Cyprus's government proposed earlier to spare small investors from a tax on bank deposits in a last-minute attempt to win parliamentary backing for the rescue, but lawmakers still seem likely to reject the levy, a government spokesman said.
That would move the country closer to default and a banking collapse.
"The risk of contagion remains. (The move) weakens these same (bank deposit) guarantees throughout the euro zone," Richard McGuire, rate strategist at Rabobank, said.
"Even if it doesn't spark wider market tensions now, once these begin to return, this episode will act as an accelerant of crisis tensions and will raise the risk they have a more self-fulfilling effect."
German Bunds were up 29 ticks on the day at 144.23, after the future saw its biggest one-day gain since Feb. 26 on Monday.
Risk aversion also provided a favourable backdrop for a sale of Dutch paper, in which the Netherlands raised 6.52 billion euros of a new 10-year bond.
The proposal for a one-off charge on bank accounts held in Cyprus unsettled financial markets on Monday, reflecting worries it could spark bank runs in other struggling euro zone states and revive the bloc's debt crisis.
Cypriot banks are closed until Thursday but widespread cash withdrawals are feared once they reopen.
Overall market reaction to news of the proposed levy on savers has been relatively muted, with some analysts saying the market remains insulated by the European Central Bank's as-yet untested bond-buying promise.
Spanish and Italian bonds which have particularly benefited from the backstop were little changed on the day.

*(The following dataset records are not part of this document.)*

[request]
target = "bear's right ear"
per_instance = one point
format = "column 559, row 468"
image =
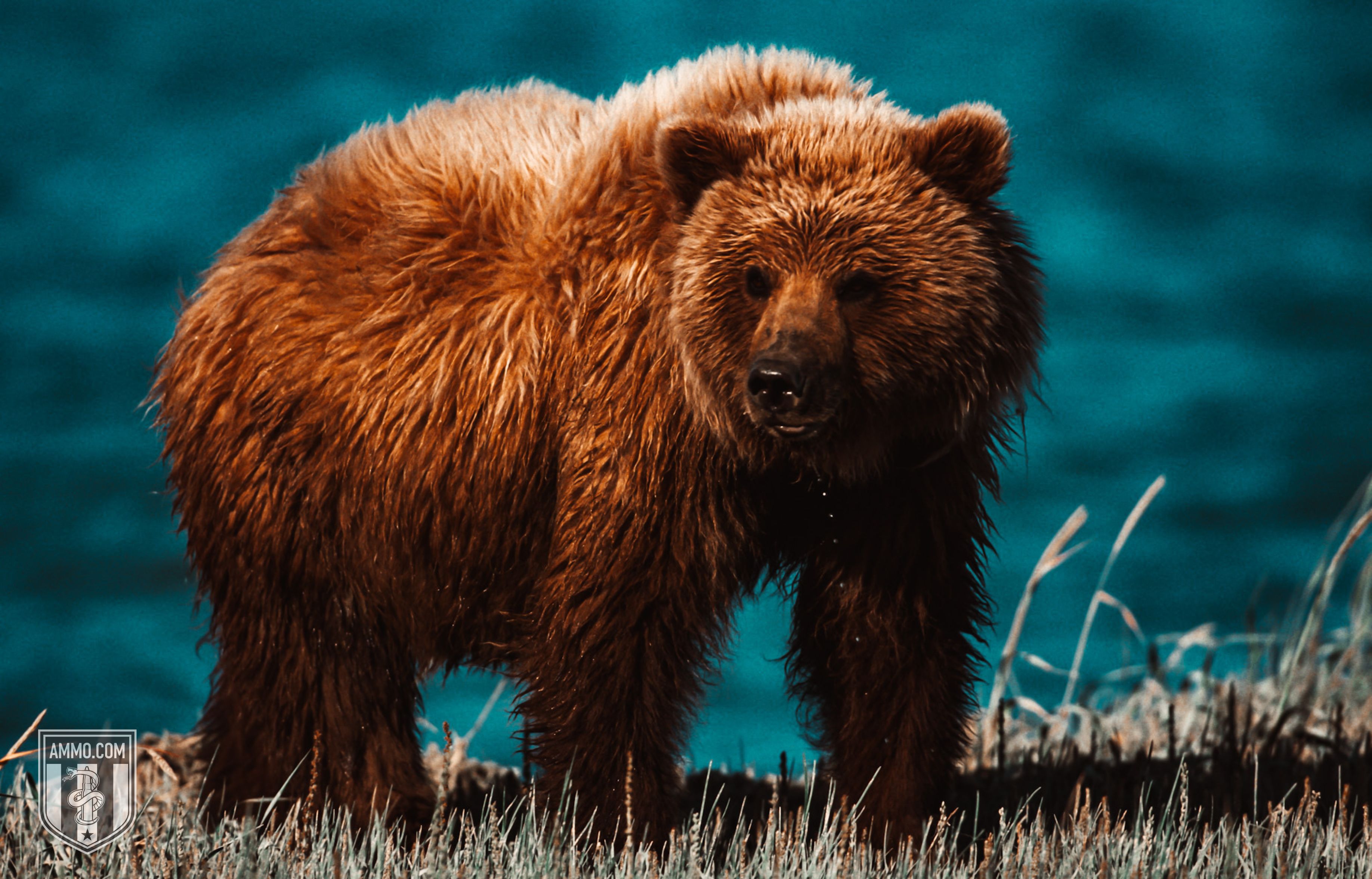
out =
column 692, row 155
column 965, row 149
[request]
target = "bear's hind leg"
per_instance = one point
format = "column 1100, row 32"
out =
column 287, row 671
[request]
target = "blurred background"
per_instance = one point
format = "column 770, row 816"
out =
column 1197, row 179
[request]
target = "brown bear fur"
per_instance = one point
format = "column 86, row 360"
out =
column 477, row 390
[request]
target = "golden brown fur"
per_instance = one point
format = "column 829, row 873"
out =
column 481, row 387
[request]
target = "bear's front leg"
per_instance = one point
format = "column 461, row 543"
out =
column 880, row 646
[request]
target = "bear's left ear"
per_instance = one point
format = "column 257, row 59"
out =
column 695, row 154
column 966, row 150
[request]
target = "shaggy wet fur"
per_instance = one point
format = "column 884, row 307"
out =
column 477, row 390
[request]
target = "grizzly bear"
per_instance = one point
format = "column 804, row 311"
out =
column 533, row 383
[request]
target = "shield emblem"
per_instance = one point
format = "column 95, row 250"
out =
column 87, row 785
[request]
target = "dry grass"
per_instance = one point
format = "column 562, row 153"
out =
column 1159, row 770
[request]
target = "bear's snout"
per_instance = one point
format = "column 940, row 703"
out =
column 788, row 396
column 777, row 386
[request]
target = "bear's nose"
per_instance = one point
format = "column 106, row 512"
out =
column 777, row 386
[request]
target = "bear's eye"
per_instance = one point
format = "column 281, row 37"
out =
column 757, row 283
column 857, row 286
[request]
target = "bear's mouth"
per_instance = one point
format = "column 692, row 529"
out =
column 794, row 433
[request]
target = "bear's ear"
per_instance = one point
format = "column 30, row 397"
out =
column 695, row 154
column 966, row 150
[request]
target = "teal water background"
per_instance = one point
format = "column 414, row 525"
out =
column 1197, row 179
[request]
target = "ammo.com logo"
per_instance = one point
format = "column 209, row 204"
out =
column 87, row 785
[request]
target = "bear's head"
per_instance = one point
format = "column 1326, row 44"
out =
column 841, row 283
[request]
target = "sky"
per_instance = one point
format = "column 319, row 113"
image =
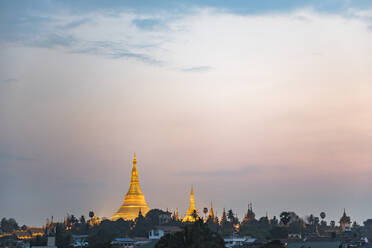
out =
column 263, row 102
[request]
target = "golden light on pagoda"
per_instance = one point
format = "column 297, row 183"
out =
column 134, row 200
column 190, row 214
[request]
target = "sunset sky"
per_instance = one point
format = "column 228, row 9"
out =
column 268, row 102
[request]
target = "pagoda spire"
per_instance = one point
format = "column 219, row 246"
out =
column 211, row 214
column 190, row 212
column 134, row 200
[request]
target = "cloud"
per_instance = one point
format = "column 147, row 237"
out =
column 75, row 24
column 53, row 40
column 8, row 80
column 197, row 69
column 9, row 156
column 148, row 24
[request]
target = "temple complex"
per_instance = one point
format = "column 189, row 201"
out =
column 134, row 200
column 344, row 222
column 190, row 214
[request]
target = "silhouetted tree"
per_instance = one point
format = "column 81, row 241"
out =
column 273, row 244
column 194, row 235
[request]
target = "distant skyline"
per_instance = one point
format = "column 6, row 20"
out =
column 249, row 101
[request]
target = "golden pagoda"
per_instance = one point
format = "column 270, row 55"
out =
column 211, row 213
column 134, row 200
column 192, row 209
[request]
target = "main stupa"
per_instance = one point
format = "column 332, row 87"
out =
column 191, row 212
column 134, row 200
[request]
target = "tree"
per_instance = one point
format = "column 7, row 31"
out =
column 273, row 244
column 332, row 223
column 82, row 219
column 205, row 211
column 63, row 237
column 193, row 235
column 279, row 233
column 285, row 218
column 8, row 225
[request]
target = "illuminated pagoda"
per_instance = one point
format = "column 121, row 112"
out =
column 134, row 200
column 190, row 214
column 345, row 222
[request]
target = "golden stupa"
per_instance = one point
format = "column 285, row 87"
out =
column 190, row 212
column 134, row 200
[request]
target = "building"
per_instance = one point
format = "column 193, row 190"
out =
column 80, row 240
column 134, row 200
column 250, row 215
column 191, row 212
column 123, row 243
column 51, row 243
column 160, row 231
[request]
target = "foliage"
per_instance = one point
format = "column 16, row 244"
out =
column 8, row 225
column 259, row 230
column 103, row 234
column 285, row 218
column 273, row 244
column 38, row 241
column 63, row 237
column 194, row 235
column 279, row 232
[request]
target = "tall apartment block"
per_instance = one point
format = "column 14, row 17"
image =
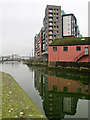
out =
column 38, row 45
column 69, row 25
column 52, row 25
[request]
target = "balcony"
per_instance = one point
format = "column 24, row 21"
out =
column 50, row 37
column 50, row 28
column 50, row 19
column 50, row 23
column 50, row 15
column 50, row 10
column 50, row 32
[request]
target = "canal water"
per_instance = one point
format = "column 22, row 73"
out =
column 57, row 93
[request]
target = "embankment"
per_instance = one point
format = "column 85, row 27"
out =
column 15, row 102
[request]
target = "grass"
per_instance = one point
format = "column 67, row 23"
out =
column 15, row 102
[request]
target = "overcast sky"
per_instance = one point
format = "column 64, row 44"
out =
column 20, row 20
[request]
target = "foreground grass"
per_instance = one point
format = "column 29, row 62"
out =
column 15, row 102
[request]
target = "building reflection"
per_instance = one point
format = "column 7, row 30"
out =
column 59, row 93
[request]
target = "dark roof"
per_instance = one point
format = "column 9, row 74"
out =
column 71, row 41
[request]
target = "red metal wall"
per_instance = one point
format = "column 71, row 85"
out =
column 67, row 56
column 61, row 83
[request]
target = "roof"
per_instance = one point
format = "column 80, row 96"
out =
column 71, row 41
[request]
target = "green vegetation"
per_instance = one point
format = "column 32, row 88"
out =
column 71, row 41
column 0, row 96
column 15, row 102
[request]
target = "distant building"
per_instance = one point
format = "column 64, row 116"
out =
column 56, row 24
column 52, row 24
column 69, row 25
column 38, row 44
column 70, row 50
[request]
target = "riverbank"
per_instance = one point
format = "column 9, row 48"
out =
column 15, row 102
column 65, row 66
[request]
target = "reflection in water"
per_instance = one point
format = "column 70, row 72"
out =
column 61, row 91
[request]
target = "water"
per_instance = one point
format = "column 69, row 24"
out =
column 58, row 94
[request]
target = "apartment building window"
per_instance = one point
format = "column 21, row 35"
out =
column 78, row 48
column 57, row 18
column 54, row 27
column 54, row 23
column 54, row 48
column 50, row 19
column 50, row 23
column 50, row 37
column 65, row 48
column 54, row 36
column 50, row 32
column 57, row 26
column 54, row 14
column 50, row 10
column 50, row 15
column 50, row 28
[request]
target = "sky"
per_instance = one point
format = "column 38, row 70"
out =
column 20, row 20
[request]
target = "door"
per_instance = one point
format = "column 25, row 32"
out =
column 86, row 51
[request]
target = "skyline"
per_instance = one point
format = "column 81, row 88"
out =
column 21, row 20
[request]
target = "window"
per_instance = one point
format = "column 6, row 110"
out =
column 54, row 36
column 54, row 48
column 54, row 23
column 57, row 18
column 54, row 27
column 54, row 88
column 65, row 48
column 78, row 48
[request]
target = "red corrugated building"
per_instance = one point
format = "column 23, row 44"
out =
column 70, row 50
column 38, row 44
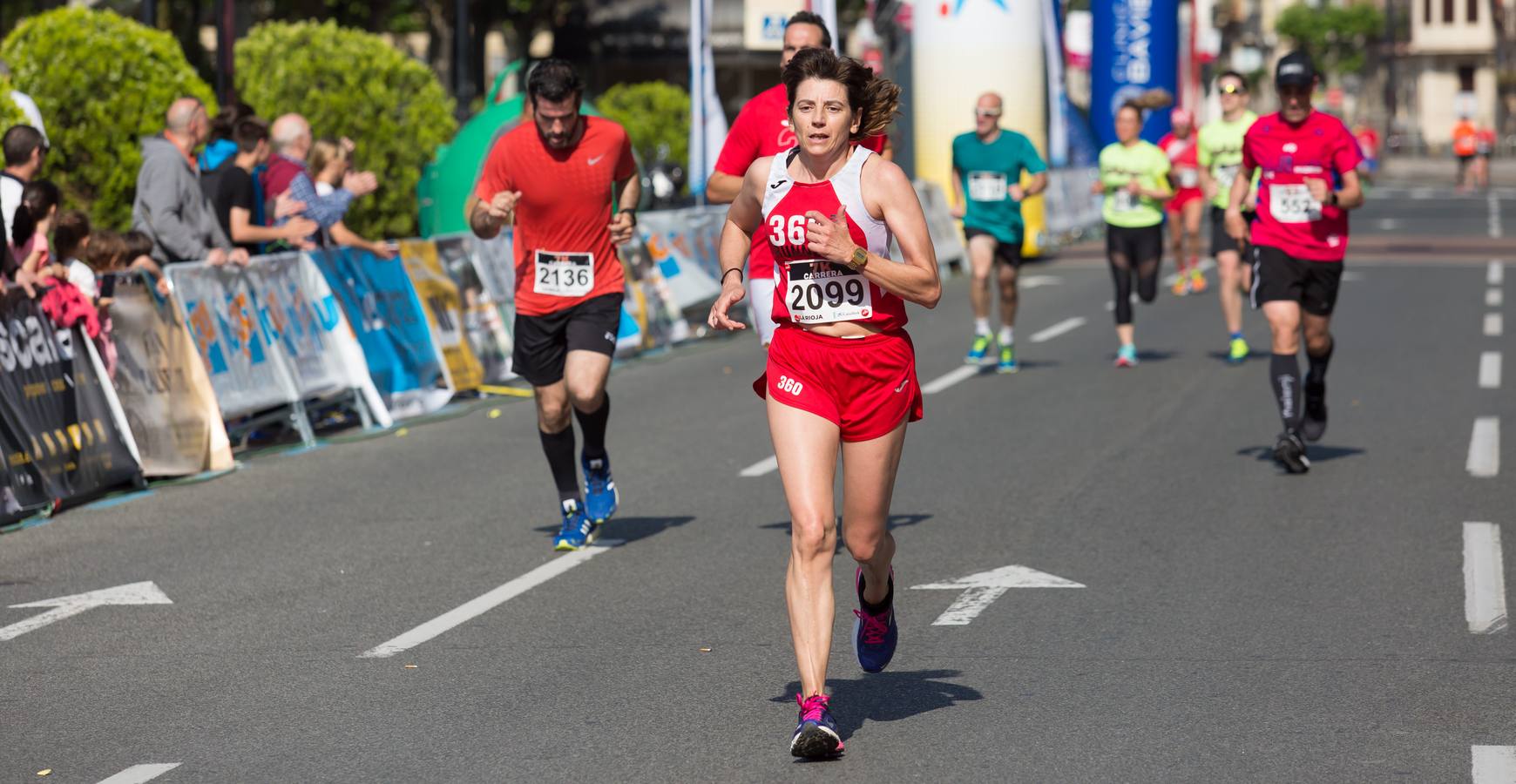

Spanish 10-year yields were flat at 5.0 percent, while their Italian equivalents were 3 bps higher at 4.66 percent.
"The OMT (Outright Monetary Transaction plan) is still in place ... so the backstop is still there. A taboo has been broken which is a clear negative, but Cyprus is a special case," said Michael Leister, rate strategist at Commerzbank.
He expected the vote in Cyprus to pass but with an adjustment to the legislation to better protect small deposit-holders. However, he still favoured German Bunds.
"For now we stick to safety. In peripherals, (we) take a neutral stance, with overweights in Ireland and Portugal."
Whatever the final outcome of the Cyprus saga, analysts said the mere consideration of making savers pay for bailouts sets an unsettling precedent for the euro zone, because deposit-holders could think their savings could be compromised at any point.
"We are just waiting for another headline out of Cyprus," one trader said, adding that buying Bunds "is the only trade to have on."